Quais foram as dificuldades quando você se formou e tentou entrar no mercado?


No início da carreira, precisei trabalhar a minha mente para que eu realmente tivesse confiança no meu potencial. Acho que esse é um fator superimportante quando vamos pensar no lugar dos negros e das mulheres na arquitetura: eles têm de criar a autoconfiança e acreditar no valor do que produzem. Hoje, integro um coletivo de arquitetos e a gente geralmente faz projetos de consultoria e trabalhos para marcas. Eu e alguns colegas de faculdade montamos esse grupo com a ideia principal de podermos desenvolver trabalhos que contemplam pontos de interesse que não necessariamente são associados ao arquiteto, mas que ele pode fazer, pois têm a ver com a sua formação. Por exemplo: criar móveis, estampas, azulejos, desenhar joias, logomarcas... O arquiteto é um profissional múltiplo. Eu gosto bastante de fazer linhas de produtos. Estou para lançar uma e negociando outra. Também quero investir em móveis com a minha assinatura, porque acabo desenhando parte do mobiliário que você vê nos episódios do Decore-se.

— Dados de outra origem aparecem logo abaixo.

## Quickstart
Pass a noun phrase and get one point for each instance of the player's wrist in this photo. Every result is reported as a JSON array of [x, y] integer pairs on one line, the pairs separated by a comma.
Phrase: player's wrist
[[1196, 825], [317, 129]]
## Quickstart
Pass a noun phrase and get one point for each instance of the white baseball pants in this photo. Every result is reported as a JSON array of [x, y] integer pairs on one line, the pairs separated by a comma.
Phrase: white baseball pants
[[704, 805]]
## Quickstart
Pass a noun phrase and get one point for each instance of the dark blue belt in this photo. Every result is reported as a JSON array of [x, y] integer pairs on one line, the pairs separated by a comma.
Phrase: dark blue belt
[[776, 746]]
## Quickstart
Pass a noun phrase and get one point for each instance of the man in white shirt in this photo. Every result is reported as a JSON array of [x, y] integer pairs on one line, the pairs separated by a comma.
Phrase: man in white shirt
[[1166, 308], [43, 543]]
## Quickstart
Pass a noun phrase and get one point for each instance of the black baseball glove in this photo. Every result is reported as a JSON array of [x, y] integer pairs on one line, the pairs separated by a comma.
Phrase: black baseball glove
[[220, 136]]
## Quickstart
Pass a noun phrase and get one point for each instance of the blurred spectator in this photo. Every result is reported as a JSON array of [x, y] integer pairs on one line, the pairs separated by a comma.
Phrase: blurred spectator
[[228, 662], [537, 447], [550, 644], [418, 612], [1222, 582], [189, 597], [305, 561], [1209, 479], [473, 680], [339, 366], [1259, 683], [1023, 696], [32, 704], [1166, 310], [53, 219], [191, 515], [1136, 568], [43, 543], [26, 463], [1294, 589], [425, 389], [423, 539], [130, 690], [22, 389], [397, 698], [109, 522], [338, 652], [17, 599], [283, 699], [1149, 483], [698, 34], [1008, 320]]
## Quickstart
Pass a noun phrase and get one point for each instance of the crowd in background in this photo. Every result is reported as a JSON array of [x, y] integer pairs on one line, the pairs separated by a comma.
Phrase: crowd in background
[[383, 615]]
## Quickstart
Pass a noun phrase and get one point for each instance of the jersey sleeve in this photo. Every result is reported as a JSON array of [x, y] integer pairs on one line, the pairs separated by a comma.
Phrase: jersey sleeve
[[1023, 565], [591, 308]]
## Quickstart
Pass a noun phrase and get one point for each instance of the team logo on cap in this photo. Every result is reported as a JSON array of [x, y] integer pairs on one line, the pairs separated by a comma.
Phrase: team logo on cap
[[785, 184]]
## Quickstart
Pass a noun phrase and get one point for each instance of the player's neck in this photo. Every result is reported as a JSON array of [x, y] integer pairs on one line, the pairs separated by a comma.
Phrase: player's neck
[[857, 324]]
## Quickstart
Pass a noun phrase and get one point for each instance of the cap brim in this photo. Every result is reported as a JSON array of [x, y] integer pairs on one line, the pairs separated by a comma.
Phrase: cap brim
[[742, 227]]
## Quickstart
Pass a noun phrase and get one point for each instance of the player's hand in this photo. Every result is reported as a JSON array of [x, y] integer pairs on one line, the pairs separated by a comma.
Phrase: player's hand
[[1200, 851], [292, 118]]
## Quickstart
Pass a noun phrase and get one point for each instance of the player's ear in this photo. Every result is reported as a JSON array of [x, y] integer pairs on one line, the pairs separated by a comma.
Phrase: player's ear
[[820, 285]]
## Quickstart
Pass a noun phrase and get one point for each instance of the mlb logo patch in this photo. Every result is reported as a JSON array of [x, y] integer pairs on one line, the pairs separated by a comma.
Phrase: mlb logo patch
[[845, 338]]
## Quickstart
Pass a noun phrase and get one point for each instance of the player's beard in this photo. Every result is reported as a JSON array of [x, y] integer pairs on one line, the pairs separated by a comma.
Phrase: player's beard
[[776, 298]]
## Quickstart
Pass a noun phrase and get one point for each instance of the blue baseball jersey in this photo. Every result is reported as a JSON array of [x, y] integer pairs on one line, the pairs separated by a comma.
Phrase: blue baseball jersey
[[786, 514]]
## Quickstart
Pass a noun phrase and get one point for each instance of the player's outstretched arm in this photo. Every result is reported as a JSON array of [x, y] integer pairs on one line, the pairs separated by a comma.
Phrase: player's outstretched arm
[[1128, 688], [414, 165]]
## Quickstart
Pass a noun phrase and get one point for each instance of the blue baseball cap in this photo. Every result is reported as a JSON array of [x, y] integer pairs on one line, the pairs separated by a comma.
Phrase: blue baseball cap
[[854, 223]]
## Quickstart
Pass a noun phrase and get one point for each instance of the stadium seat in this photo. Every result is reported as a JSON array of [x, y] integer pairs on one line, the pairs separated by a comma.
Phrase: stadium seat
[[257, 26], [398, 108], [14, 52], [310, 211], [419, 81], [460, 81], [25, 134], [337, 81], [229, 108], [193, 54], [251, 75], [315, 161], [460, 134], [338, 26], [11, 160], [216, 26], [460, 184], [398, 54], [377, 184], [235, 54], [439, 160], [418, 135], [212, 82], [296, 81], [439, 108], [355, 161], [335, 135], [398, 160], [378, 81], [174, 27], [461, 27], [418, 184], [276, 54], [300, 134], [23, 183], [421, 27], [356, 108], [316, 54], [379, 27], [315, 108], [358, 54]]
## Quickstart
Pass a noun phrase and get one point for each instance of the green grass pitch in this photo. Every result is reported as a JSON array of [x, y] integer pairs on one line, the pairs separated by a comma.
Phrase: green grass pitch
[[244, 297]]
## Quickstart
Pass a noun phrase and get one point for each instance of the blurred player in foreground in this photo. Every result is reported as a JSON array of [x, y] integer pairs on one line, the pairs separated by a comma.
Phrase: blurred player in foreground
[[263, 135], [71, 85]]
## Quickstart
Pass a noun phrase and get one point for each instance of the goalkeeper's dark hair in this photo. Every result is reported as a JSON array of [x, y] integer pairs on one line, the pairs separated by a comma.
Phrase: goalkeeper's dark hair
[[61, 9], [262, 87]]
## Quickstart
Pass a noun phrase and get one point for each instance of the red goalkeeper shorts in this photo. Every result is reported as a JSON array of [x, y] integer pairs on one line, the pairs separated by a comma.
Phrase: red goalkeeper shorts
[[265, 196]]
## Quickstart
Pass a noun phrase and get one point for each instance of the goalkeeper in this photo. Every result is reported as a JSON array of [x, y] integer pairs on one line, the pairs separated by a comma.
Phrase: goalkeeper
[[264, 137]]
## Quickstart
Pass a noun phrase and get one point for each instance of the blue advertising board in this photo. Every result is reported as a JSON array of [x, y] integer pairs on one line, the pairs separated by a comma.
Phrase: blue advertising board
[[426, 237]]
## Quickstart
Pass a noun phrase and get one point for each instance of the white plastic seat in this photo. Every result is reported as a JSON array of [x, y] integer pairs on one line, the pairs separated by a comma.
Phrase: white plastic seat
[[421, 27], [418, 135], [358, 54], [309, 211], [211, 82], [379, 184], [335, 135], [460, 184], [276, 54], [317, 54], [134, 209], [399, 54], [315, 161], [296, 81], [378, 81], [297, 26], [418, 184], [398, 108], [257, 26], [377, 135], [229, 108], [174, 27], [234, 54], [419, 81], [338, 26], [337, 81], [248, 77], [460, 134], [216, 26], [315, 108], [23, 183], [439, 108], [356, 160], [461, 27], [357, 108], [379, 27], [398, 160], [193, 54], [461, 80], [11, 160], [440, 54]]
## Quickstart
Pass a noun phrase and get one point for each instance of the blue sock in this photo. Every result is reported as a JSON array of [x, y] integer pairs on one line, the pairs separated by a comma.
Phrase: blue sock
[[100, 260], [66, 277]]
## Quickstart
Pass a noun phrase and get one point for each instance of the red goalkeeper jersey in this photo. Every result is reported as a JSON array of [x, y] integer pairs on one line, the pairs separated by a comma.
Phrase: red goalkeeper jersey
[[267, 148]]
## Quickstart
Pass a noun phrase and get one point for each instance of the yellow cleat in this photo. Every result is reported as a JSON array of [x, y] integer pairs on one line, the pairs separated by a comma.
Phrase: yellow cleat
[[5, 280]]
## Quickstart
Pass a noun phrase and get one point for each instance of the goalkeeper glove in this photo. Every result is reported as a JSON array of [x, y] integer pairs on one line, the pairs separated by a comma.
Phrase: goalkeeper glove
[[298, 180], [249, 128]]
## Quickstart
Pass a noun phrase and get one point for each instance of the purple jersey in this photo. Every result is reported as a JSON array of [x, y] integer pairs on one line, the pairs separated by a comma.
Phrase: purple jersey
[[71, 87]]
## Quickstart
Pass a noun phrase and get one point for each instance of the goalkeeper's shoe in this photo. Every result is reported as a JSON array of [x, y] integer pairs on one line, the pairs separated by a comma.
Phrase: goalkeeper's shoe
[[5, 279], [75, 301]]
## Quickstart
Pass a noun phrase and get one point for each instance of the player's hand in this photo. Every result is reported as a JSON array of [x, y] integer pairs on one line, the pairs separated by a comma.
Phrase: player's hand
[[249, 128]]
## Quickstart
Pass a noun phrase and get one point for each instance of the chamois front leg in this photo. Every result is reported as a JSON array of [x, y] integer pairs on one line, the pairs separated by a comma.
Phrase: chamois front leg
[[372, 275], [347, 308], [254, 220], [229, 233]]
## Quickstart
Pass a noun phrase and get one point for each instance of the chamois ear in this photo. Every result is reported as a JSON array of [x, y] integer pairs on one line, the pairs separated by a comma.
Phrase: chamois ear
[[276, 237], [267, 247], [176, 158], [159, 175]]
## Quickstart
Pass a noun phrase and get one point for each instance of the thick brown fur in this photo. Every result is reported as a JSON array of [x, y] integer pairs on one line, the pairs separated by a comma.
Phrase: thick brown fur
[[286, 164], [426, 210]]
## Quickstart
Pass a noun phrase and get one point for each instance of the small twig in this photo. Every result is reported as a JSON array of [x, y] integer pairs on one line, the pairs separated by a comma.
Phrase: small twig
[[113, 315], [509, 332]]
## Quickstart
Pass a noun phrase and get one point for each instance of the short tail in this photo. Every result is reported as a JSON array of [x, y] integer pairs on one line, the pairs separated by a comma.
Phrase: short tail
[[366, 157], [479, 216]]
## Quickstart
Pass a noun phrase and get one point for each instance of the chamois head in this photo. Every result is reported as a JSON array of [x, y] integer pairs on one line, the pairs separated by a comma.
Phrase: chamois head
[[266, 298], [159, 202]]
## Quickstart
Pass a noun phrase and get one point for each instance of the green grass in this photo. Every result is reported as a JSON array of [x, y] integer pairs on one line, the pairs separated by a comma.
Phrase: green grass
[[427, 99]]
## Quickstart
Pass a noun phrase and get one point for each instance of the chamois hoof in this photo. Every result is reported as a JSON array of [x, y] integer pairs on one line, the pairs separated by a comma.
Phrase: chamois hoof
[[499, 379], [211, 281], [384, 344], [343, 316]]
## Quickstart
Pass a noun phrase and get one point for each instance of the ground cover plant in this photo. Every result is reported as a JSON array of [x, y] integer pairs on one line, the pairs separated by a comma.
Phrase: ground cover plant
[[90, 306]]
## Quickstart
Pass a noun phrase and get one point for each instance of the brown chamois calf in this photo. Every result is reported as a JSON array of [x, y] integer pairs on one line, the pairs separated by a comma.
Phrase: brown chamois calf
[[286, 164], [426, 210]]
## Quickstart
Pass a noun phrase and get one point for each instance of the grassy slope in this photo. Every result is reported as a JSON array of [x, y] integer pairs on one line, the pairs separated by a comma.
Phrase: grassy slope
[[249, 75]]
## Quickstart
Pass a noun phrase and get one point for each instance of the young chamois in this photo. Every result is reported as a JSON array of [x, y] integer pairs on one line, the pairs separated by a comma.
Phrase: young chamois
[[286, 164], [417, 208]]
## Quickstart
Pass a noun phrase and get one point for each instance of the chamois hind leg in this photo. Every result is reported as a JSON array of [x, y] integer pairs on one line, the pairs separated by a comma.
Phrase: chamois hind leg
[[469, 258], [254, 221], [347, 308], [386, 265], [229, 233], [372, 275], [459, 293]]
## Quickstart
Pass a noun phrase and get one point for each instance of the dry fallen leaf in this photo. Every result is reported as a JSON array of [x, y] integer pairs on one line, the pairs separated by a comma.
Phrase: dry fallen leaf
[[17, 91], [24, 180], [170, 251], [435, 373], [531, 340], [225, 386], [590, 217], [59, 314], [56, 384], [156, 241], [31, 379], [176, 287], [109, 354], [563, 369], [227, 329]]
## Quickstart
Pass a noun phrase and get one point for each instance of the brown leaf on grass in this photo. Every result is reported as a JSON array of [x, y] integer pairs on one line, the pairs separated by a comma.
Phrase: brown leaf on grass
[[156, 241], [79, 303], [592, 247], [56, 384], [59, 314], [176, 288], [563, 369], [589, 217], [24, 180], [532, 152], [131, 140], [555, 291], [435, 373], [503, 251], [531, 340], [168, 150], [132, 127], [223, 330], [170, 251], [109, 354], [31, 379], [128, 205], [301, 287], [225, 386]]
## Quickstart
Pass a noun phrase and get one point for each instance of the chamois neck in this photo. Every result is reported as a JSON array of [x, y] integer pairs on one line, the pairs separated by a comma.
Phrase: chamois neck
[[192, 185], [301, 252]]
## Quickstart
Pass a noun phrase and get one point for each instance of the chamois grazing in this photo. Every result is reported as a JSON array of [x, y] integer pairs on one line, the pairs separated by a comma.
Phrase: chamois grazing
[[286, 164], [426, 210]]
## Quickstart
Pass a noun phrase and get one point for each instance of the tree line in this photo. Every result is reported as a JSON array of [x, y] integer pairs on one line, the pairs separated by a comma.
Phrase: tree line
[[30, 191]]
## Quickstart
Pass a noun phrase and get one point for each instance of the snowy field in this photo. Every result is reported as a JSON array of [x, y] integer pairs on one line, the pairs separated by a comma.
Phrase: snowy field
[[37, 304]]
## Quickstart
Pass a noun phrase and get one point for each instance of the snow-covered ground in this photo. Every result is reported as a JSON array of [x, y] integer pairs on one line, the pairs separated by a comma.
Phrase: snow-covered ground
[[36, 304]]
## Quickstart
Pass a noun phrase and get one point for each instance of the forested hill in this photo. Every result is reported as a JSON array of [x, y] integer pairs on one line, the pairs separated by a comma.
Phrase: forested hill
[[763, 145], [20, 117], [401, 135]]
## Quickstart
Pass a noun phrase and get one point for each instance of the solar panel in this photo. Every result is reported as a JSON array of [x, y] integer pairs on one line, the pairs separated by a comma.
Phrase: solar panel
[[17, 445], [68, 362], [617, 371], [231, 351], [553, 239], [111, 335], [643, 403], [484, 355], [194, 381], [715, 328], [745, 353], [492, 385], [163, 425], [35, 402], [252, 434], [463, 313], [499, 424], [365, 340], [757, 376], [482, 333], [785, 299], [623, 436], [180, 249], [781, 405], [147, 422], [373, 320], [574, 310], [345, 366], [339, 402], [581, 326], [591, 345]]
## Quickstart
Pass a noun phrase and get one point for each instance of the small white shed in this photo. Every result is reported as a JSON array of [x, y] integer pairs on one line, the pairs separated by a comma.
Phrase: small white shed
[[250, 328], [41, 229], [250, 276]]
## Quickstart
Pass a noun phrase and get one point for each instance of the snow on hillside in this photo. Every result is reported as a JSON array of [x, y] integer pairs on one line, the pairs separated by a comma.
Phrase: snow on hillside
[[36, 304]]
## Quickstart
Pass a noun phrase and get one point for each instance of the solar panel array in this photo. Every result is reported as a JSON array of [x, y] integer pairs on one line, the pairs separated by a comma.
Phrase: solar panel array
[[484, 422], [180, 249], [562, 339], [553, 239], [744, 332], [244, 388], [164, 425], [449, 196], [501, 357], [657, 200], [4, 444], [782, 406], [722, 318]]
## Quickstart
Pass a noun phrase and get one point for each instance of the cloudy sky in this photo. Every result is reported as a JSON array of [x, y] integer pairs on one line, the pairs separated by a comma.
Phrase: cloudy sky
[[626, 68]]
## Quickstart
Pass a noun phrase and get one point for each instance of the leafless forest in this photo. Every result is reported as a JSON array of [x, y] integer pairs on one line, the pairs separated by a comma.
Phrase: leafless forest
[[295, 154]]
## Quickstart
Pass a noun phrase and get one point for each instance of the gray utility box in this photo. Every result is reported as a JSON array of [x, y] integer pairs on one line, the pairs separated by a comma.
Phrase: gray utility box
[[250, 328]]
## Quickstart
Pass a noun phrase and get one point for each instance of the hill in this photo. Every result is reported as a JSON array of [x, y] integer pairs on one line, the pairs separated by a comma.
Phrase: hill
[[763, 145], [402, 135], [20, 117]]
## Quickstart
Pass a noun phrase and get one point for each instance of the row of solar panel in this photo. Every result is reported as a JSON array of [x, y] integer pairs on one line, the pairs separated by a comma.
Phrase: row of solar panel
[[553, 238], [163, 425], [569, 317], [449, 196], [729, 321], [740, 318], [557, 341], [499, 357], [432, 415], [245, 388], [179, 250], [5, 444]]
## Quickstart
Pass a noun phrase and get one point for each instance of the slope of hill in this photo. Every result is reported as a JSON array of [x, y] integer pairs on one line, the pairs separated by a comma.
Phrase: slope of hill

O que mais está no seu radar?


Amo falar sobre arquitetura com estudantes. Quando a pandemia estiver sob controle, pretendo voltar a ir até as escolas, conversar com os jovens, porque é muito importante que as pessoas estudem e se interessem por arte e cultura, ainda mais quando elas vêm de classes sociais mais baixas. Me identifico demais com isso, por conta da minha origem.